Dimroth condensers - It has an internal double spiral through
which coolant flows such that the coolant inlet and outlet are both
at the top. The vapors travel through the jacket from bottom to
top. Dimroth condensers are more effective than conventional coil
condensers. They are often found in rotary evaporators.

Friedrichs condensers - a spiraled finger condenser, consists of a
large, spiraled internal cold finger-type capillary tube disposed
within a wide cylindrical housing. Coolant flows through the
internal cold finger; accordingly, vapors rising up through the
housing must pass along the spiraled path. This is used with
rotovaps where you are taking a lot of solvent off quickly, but not
with an ordinary reflux apparatus. This would be over-kill for a
simple reflux reaction situation.

Reflux: is the process of boiling reactants while continually cooling the vapor returning it back
to the flask as a liquid. It is used to heat a mixture for extended periods and at certain
temperatures. A condenser is attached to the boiling flask, and cooling water is circulated to
condense escaping vapors.

If you are refluxing a mixture, as you might in organic synthesis to increase the speed of the
reaction by doing it at a higher temperature (i.e., the boiling point of the solvent), then any of the
condensers that worked well enough to avoid the loss of solvent and avoid "flooding" would
work equally well.

Procedure:

i.
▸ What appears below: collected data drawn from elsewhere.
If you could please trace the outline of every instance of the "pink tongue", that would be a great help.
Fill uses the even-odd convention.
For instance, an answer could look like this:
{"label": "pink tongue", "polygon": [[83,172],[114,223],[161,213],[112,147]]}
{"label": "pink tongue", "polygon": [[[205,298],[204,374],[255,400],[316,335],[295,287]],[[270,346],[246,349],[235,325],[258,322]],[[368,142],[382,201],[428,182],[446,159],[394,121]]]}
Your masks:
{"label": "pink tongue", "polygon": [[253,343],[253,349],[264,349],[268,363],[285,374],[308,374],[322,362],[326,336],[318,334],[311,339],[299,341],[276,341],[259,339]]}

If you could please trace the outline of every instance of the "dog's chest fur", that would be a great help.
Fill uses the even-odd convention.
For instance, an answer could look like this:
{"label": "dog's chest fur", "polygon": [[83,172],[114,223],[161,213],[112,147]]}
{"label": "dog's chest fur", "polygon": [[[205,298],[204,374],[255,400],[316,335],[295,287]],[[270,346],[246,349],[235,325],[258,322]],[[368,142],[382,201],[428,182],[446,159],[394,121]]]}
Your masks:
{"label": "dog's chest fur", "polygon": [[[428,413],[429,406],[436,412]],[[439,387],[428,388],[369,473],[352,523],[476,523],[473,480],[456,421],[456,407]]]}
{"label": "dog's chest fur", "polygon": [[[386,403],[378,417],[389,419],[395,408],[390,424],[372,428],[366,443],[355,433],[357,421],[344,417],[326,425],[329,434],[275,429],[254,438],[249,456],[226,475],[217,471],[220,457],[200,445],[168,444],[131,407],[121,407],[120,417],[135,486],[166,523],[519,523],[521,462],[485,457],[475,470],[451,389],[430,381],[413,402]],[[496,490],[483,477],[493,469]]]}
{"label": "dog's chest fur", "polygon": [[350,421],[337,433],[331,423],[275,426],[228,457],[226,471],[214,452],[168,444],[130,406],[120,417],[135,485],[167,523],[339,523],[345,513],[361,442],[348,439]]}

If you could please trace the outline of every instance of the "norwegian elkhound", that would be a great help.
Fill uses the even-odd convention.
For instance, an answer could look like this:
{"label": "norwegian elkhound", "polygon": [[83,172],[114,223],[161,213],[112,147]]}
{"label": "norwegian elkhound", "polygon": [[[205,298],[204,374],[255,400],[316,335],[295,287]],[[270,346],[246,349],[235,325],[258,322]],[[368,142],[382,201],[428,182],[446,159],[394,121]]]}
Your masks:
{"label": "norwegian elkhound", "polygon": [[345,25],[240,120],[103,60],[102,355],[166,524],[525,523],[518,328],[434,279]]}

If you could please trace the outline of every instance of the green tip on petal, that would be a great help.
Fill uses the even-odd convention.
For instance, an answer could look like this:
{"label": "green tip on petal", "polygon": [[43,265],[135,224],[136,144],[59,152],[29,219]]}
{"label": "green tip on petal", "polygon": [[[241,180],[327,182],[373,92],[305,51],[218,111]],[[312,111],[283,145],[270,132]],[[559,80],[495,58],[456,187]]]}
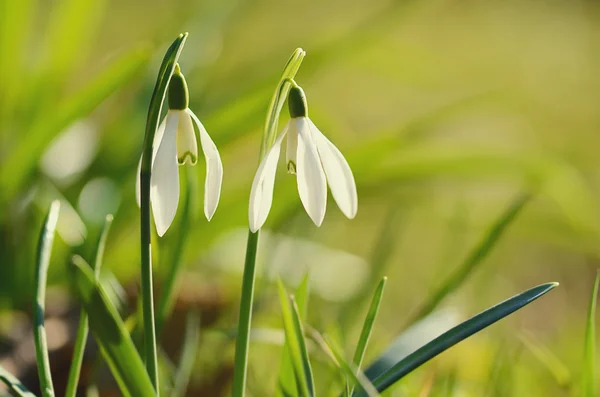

Take the bolt head flask and make sure that the unglazed porcelain is present in it.
ii. Then place in 5 ml of water in the flask and then add 3.3 ml of H2SO4 and shake it
slowly.
iii. Then add 3.5 g of porcelain crushed sodium dichromate in it. The dichromate rapidly
dissolves in it due to which solution becomes hot.
iv. Now take the dropping funnel and add 1.5 ml of ethanol and 6 ml of water in it.
v. Attach funnel to the flask and add mixture drop wise into the flask. The color of mixture
turns from orange to green due to the oxidation of dichromate.
vi. After the completion of addition and the reaction has subsided; attach the condenser in
the middle neck of the flask while other two necks should be closed with a stopper.
vii. Heat the mixture for 15 minutes in the water bath.
viii. After heating detached the condenser and reverse it and attach it again using a knee tube
for direct distillation.
ix. Slowly heat the mixture and collect 5 – 8 ml of distillate in the beaker.
x. The obtained distillate is acetic acid.

Precautions:

i. Make sure that porcelain should be placed in the bolt head flask.
ii. Ensure the use of wire gauze during heating.
iii. The flow of the tapped water through the condenser should be counter current and the top
of the condenser should remain open.
iv. Safety wears should be used while handling acids.

Observations & calculations:

Weight of sodium dichromate = 3.5 g

Ethanol used = 1.5 ml

Acetic acid (distillate) collected = 7.6 ml
Results:
Acetic acid was prepared in the laboratory and the volume collected is 7.6 ml.